The commissioner for Health, Afam Obidike, was unavailable for comments regarding the BHCPF programme. On July 16, 2024, he referred inquiries to the executive secretary, ASPHCDA.

The way out?

Addressing the lingering issue bedevilling the healthcare sector in Anambra requires more synergy of purpose between the local, state and the federal government. A good place to start, according to Agbakwuru, is for the state to adhere to the stipulated communication and feedback mechanisms mainstreamed into the BHCPF for easy implementation and collaboration.

“Sticking to the guidelines and other regulations would aid the quick disbursement of funds. The delay last quarter was due to irregularities such as delayed retirement, reports of deductions by some state primary health care boards including Anambra, and reports of procurement of basic needs by the state instead of the facilities’ OICs. If this is resolved, it means we are on the right track.”

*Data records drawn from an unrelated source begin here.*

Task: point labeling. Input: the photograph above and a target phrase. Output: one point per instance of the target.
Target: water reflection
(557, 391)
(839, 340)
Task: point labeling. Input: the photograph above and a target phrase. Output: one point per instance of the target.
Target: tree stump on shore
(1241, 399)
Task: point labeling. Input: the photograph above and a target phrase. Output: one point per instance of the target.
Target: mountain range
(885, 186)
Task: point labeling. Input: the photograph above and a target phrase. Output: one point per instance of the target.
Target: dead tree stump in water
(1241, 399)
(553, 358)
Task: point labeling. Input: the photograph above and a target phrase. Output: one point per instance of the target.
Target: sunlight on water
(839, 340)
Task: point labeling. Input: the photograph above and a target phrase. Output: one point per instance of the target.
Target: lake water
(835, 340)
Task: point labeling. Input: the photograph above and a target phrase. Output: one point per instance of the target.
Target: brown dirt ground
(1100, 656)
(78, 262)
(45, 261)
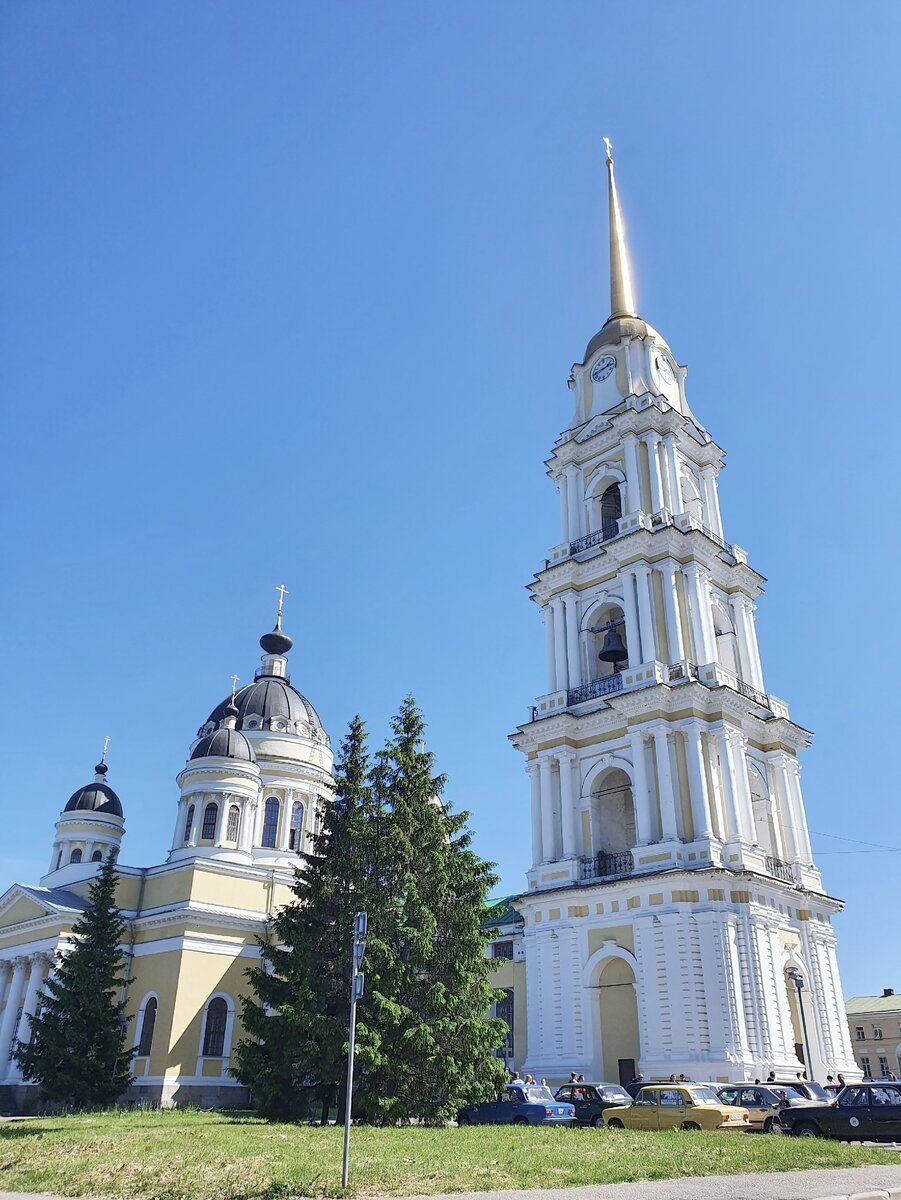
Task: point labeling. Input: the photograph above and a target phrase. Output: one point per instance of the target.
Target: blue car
(520, 1104)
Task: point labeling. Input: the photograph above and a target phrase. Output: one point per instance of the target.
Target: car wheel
(806, 1131)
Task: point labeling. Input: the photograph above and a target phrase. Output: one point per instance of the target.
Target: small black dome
(224, 744)
(95, 798)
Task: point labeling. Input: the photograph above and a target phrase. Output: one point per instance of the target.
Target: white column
(574, 664)
(568, 805)
(727, 772)
(697, 783)
(665, 785)
(560, 682)
(641, 795)
(564, 509)
(671, 607)
(547, 617)
(7, 1026)
(180, 819)
(658, 501)
(532, 769)
(574, 501)
(712, 501)
(634, 477)
(646, 619)
(794, 790)
(671, 457)
(547, 811)
(631, 618)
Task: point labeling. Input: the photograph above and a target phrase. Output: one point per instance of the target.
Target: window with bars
(146, 1027)
(270, 822)
(215, 1029)
(234, 816)
(208, 829)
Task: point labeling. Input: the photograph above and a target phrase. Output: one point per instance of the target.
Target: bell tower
(672, 883)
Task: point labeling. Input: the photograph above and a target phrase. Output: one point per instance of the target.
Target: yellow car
(677, 1107)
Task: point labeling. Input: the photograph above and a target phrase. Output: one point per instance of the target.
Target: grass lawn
(206, 1156)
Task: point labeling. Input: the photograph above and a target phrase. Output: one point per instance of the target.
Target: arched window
(215, 1029)
(270, 822)
(611, 511)
(234, 815)
(146, 1029)
(295, 837)
(209, 827)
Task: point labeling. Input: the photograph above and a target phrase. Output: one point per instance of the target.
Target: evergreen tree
(425, 1037)
(78, 1050)
(295, 1051)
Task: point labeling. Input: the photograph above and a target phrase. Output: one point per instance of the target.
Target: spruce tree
(295, 1051)
(78, 1051)
(424, 1032)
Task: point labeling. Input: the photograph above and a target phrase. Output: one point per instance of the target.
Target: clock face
(604, 367)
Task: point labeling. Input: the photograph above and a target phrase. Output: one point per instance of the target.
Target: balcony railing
(779, 870)
(604, 687)
(606, 867)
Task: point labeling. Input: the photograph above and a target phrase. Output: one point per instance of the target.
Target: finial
(620, 282)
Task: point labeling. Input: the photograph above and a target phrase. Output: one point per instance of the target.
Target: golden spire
(620, 280)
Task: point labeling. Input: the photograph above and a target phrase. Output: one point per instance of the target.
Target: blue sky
(290, 293)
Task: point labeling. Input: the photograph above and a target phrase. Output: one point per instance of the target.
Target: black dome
(95, 798)
(272, 701)
(224, 744)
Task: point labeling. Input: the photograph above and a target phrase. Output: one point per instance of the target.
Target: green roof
(502, 912)
(872, 1005)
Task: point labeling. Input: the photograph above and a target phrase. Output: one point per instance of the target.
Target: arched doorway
(618, 1019)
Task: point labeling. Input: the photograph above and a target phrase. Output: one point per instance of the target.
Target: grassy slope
(204, 1156)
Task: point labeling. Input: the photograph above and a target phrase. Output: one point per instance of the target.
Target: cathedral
(673, 919)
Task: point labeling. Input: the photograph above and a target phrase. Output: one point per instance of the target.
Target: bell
(613, 649)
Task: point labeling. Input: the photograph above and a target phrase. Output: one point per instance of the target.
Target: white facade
(672, 882)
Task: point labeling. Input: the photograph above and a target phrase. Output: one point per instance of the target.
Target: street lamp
(798, 981)
(356, 985)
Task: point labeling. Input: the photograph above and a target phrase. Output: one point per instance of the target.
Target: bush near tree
(78, 1049)
(389, 846)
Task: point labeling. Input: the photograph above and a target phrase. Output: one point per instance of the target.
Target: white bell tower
(672, 882)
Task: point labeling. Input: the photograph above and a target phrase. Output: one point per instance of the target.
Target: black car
(860, 1113)
(590, 1099)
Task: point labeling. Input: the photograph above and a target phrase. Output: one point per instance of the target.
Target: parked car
(520, 1104)
(763, 1103)
(590, 1101)
(678, 1107)
(860, 1111)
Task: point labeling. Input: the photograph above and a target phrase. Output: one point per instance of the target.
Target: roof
(502, 912)
(872, 1005)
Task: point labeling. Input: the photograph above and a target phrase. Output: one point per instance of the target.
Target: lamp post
(356, 985)
(798, 981)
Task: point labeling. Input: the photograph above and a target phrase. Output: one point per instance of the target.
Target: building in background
(875, 1029)
(251, 793)
(674, 918)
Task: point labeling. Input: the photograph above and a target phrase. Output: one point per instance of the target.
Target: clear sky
(290, 293)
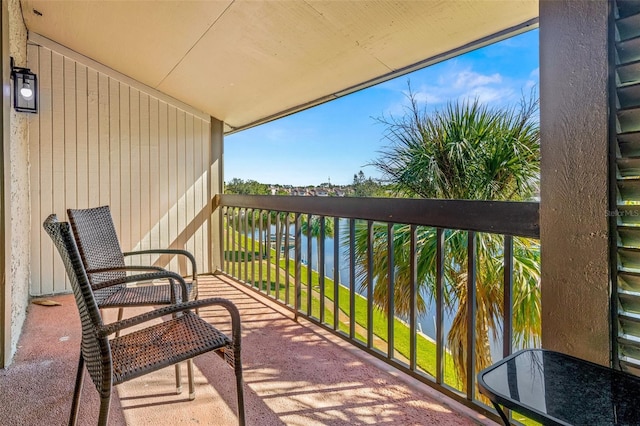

The executive director, Civil Right Concern, (CRC),Okay Onyeka, an advocacy group, said the BHCPF will be better implemented if state government commits more financial resources to the fund.

“The government still needs to provide the needed infrastructure for it (BHCPF) to work well effectively. The government has not been able to implement its own budget to complement the N300,000 quarterly disbursement.

“Even the State Primary Health Care Development Agency does not have the budget to build infrastructure. The health ministry does all that. You see that if government does not really devote more funds, it will not work.”

Onyeka also recommended regular training for the Ward Development Committee members to increase BHCPF’s efficiency in their communities.

“Without BHCPF, most of the facilities would have actually collapsed. We must ensure that the WDCs members, who are helping with BHCPF implementation, are trained and their capacity built to mobilize support even from their communities.

Addressing the challenge posed by the DRF, Ehiahuruike advised that PHCs be allowed to purchase their own medicines to reduce costs and ensure that the drugs meet specific standards required.

“I know the agency wants PHCs to get quality drugs. But it should allow the PHCs to buy their drugs while it follows up with proper oversight,” he said.

Meanwhile, Mabia enumerated some steps to improve BHCPF implementation in the state.

“We should change WDCs chairpersons every three years. If the National Primary Health Care Development Agency audit states for sending money to facilities. You also audit all facilities and not a negligible number of them for receipt and utilization.

“Recruit auditor and put one in charge of the local government. After six months, change the auditors. Even the audited report should be verified. That way, corruption at the facilities will end and you get accountability and good performance for BHCPF.




     

     

    “WDC chairman should not have the final say in anything. Every decision should be taken as a body which comprises of woman leader, youth leader, treasurer, secretary, CSO, and traditional leader in each of the wards. So, how many will the OICs bribe and with how much?”

    Commenting on staffing shortages at the facilities, Mabia said, “Each administration is supposed to be recruiting at least 1000 health workers to bridge the gap. But apart from Ngige, Peter Obi and Willie Obiano did not recruit into the PHC sector. But Governor Soludo has broken the jinx as he recruited over 480 health workers. We are hoping that he will do more.

    “Those recruited by Ngige will soon leave the service and the gap will become wider. It is the ones that Governor Soludo is recruiting that will remain. If the governor continues, the gap will be closing up gradually.”

    This report was made possible with support from the International Budget Partnership (IBP), and the International Centre for Investigative Reporting, (ICIR) under the Strengthening Public Accountability For Results and Knowledge (SPARK 2) project.